Dünya tarihinde hem bir “büyük savaş” olan hem de bir kahramanlık destanı olan çok az savaş vardır. Bunların birçoğu bu milletin evlatlarına aittir. Ve bu kahramanlık destanı büyük savaşların belki de en efsanevi olanı, dünya tarihini en fazla etkileyeni, en çok ağlatanı, en çok gurur vereni, yıldönümünü kutladığımız Çanakkale Savaşı’dır.

Çanakkale Savaşı, bir nevi “tahmin edilmeyenler” savaşıdır.

Hiçkimsenin aklında yokken o zamanlar bahriye nazırı olan Winston Churchill’in güya dahiyane ve cesur düşüncesini İngiltere Parlamentosu’na kabul ettirmesiyle ortaya çıkmıştır.

Hiçkimse Türklerin galip geleceğini düşünmüyordu
Hiçkimse dünya donanmasının sulara gömüleceğini ummuyordu.
Hiçkimse bu savaşın sömürge halklarda bir bilinç uyanışı yaratacağını tahmin etmiyordu.
Hiçkimse bu savaştan sonra Türklerin birlik olacağını tahmin etmemişti.
Hiçkimse bu kadar kan döküleceğini düşünmemişti.

Çanakkale, başta İngilizler olmak üzere medeni dünya için askeri bir felâket; Osmanlı’nın asli unsuru olan Türkler için bir milli uyanış; başta Anzaklar olmak üzere dünyanın sömürülen halkları için kandan bir ışık olmuştur.

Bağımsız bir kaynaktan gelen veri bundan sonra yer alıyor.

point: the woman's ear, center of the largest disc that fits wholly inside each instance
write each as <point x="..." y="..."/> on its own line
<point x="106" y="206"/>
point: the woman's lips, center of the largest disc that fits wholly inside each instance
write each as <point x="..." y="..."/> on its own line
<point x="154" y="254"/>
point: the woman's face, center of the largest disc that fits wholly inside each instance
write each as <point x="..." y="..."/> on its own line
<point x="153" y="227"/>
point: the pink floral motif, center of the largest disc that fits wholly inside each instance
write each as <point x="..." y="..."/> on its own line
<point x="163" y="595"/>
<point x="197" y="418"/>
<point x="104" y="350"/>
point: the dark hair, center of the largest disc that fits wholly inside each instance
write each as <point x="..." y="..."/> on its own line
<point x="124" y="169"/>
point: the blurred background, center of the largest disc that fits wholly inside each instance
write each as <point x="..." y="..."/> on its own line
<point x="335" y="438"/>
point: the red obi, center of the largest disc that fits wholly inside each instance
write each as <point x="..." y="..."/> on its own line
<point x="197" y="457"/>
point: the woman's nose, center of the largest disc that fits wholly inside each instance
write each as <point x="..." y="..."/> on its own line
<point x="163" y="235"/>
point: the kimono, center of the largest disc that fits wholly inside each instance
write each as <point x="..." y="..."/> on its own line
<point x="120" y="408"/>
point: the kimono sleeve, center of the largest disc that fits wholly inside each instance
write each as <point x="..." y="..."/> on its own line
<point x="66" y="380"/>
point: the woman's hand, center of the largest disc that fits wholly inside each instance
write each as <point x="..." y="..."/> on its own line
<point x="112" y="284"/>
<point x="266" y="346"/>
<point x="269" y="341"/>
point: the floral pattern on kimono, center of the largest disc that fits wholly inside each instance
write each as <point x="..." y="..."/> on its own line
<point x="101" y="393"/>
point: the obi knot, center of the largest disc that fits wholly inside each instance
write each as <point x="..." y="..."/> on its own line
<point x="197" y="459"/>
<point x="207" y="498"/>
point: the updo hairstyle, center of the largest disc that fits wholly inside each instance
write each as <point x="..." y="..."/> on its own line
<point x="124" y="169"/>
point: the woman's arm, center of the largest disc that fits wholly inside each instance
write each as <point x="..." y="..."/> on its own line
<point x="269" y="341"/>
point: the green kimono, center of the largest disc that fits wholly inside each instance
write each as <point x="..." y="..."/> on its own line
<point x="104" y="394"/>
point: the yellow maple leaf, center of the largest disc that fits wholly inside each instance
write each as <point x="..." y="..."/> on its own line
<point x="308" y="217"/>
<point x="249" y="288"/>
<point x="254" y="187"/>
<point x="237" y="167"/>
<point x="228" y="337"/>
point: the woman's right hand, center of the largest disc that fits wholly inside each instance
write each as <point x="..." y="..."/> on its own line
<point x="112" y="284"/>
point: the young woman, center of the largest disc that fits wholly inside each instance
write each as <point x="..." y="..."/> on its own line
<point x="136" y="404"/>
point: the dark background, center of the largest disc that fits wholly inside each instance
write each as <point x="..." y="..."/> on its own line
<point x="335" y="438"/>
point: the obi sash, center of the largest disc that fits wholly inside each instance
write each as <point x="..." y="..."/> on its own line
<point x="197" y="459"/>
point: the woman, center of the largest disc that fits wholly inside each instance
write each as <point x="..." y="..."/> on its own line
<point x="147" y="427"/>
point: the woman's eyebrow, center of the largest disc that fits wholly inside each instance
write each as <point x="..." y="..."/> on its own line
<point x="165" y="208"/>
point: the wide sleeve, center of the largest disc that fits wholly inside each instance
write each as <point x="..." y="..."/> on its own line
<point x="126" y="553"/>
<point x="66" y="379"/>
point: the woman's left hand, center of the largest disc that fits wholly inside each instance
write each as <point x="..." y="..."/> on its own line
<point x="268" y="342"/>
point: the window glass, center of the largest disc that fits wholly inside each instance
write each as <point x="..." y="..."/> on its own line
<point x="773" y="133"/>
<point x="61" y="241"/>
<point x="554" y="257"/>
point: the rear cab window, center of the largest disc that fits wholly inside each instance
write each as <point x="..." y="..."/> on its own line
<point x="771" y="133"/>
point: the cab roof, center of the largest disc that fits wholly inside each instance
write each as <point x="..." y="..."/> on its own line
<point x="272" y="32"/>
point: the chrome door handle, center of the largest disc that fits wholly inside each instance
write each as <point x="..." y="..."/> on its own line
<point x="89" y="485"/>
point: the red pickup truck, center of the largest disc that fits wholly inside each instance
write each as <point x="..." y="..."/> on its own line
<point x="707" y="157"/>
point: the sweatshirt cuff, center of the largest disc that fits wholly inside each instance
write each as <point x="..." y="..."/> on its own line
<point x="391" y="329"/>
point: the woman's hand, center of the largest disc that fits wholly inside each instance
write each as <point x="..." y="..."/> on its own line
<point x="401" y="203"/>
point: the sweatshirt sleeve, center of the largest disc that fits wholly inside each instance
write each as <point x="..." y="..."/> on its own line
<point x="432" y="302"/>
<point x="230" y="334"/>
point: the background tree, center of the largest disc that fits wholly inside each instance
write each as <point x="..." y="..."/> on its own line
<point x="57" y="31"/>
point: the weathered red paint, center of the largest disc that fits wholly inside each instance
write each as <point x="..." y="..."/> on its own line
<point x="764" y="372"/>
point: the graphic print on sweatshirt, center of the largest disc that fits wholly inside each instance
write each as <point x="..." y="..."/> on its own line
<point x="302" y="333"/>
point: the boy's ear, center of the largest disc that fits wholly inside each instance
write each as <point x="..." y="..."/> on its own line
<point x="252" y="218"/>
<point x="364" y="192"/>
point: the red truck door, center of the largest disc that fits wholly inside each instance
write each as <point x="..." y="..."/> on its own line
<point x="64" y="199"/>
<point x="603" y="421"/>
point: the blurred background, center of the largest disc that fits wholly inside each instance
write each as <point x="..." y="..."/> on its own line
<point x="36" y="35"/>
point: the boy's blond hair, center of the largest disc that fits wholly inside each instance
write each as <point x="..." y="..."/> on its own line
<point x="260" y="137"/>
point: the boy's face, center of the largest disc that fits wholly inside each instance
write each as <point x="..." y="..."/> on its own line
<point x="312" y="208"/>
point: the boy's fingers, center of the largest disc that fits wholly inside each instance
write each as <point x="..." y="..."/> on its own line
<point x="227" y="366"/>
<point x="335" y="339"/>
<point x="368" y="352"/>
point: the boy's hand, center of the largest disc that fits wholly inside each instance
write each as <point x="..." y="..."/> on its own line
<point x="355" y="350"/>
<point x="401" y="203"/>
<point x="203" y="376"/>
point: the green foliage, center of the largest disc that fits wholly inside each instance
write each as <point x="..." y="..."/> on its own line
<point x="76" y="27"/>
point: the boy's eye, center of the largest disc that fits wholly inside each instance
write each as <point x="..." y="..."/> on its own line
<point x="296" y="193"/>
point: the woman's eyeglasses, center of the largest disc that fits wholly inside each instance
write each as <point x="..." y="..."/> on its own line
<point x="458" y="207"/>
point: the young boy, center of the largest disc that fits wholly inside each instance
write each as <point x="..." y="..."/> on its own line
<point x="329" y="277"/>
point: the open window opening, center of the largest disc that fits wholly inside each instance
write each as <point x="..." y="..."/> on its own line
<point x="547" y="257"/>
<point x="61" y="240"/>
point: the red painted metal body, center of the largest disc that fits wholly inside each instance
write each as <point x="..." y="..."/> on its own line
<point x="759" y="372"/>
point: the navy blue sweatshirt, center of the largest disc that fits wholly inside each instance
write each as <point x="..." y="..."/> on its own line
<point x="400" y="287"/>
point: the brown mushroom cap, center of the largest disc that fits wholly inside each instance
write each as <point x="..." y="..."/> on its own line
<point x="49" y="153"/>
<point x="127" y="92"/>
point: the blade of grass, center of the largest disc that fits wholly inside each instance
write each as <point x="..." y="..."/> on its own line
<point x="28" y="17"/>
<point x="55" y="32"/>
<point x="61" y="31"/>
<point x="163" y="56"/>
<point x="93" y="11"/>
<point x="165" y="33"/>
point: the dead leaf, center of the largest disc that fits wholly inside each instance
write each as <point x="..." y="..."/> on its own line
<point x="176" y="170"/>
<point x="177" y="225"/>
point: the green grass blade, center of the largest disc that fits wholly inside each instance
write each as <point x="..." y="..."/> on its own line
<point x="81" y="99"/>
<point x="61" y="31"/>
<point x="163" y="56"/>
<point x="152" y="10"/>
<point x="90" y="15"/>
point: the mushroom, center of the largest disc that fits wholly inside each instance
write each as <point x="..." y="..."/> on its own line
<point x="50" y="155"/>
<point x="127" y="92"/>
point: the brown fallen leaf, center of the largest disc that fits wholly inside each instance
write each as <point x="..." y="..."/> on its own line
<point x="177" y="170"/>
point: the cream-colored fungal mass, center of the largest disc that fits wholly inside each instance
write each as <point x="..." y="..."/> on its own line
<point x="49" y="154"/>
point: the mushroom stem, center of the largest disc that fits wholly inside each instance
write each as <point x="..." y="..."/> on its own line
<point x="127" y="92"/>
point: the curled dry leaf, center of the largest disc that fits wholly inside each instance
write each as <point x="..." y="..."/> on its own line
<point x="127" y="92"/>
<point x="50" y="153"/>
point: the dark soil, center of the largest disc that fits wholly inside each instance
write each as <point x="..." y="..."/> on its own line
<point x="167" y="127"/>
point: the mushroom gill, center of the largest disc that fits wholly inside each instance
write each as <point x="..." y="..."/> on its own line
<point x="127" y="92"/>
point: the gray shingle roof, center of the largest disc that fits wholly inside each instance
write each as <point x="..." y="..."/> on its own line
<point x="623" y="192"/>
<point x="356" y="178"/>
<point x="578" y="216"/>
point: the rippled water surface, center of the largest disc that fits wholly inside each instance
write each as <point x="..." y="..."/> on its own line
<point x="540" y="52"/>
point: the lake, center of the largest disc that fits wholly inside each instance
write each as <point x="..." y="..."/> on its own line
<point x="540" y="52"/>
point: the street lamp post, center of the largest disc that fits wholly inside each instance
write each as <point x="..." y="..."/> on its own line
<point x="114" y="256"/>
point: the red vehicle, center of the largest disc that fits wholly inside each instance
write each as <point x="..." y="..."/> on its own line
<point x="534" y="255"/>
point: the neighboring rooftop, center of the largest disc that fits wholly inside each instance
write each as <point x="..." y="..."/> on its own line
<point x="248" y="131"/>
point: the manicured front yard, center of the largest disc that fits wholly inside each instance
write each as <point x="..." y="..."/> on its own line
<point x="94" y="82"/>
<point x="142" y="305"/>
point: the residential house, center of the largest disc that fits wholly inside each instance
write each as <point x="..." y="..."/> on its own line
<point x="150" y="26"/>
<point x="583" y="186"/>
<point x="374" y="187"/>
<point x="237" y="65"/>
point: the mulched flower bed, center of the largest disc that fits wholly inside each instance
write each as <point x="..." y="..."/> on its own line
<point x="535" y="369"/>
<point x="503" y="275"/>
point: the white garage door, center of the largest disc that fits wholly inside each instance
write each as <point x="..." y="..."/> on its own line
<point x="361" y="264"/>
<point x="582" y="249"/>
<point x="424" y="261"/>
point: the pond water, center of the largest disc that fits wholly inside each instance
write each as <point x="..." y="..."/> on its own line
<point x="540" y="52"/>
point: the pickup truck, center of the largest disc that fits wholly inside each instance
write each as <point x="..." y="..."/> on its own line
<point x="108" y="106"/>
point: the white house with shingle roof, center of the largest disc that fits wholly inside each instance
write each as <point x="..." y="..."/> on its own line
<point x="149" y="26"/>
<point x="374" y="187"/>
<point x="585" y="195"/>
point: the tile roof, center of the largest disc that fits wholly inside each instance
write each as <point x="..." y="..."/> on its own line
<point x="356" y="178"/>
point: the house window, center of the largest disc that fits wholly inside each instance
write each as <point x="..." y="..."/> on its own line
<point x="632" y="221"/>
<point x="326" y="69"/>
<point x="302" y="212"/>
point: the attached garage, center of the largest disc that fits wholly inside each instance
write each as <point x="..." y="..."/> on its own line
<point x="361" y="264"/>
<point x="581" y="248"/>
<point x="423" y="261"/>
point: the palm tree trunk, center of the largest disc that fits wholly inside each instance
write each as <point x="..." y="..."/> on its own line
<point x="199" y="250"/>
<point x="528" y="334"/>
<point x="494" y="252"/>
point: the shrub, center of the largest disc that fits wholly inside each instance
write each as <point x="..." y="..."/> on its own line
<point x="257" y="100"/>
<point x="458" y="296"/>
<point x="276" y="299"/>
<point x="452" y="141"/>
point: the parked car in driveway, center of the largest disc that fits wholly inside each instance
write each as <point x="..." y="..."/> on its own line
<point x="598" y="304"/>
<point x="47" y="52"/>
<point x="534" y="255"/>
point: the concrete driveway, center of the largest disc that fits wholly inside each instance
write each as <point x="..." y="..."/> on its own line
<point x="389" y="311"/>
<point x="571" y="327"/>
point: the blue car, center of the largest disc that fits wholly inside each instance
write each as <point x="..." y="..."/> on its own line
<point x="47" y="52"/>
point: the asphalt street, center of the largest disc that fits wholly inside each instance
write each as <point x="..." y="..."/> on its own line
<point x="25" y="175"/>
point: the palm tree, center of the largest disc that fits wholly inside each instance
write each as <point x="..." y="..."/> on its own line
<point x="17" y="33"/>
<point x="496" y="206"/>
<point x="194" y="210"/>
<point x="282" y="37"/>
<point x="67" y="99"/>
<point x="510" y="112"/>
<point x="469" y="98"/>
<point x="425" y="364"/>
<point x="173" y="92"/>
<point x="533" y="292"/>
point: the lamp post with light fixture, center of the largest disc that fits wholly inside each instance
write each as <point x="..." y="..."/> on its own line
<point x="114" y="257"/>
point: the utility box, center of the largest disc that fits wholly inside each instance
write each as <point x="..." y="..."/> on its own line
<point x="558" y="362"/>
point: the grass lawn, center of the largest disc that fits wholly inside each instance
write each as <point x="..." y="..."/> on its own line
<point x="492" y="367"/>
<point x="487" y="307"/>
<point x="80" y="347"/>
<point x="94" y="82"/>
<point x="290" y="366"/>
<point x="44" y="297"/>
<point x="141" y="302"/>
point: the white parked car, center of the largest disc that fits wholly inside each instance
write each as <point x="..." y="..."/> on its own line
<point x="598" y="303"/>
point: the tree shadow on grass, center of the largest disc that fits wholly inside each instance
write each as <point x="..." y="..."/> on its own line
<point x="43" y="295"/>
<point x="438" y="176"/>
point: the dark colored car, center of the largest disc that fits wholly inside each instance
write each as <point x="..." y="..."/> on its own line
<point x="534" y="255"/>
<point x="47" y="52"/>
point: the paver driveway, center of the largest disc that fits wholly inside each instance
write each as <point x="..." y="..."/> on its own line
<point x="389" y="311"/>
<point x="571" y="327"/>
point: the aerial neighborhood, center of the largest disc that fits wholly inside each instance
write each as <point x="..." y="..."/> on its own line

Bu savaşta Türk Subayı, Türk Askeri kendi kimliğini bulmuş ve deyim yerindeyse Kurtuluş Savaşı’nın fikri temelleri atılmıştır. Dünyadaki siyasi hareketler, bambaşka bir boyut kazanmış, olaylar ve zihniyetler değişmiştir. Makinenin, silahın herşey demek olmadığı; bir milletin, ancak yüreğini ortaya koyduğu zaman kaderini eline alabileceği görülmüştür. Bu itibarla Çanakkale Savaşı, bir savaş olmaktan öte, dünya milletlerine Türk Milleti’nin yeni bir ufuk açmasıdır.

Bu itibarla 18 Mart’ı kutlamak, sadece bir zafer kutlaması değildir. Çanakkale Zaferi, Türk Milleti’nin hüzünle ama gururla hatırladığı bir ölüm kalım mücadelesidir. Okumuşuyla, öğrencisiyle, genciyle yaşlısıyla toplumun bütün kesimlerinin cepheye koştuğu, aynı siperde vuruştuğu, bir adım geri atmaktansa ölmeyi tercih ettiği ve bunu yaparken farkında olmadan dünyanın gidişini değiştirdiği bir savaş, savaştan da öte bir hizmettir.

Çanakkale Zaferi’ni iyi anlamalıyız. Onu yaratan şartları, etkilerini, o mücadeleyi her yönüyle masaya yatırmalı, zihnimizin bütün kıvrımlarına nakşetmeliyiz. İşte ancak o zaman neyin üzerinde durduğumuzu, nereye ve nasıl ayak bastığımızı, ayakta durmak için neyi nasıl yapmamız gerektiğini anlayabiliriz.

Bu vesileyle Çanakkale Savaşı’nda kanını canını vermiş olan bütün şehit ve gazilerimize Cenab-ı Hak’tan rahmet diliyor, milletimizin bu gurur kaynağı zaferini en içten dileklerimle kutluyorum.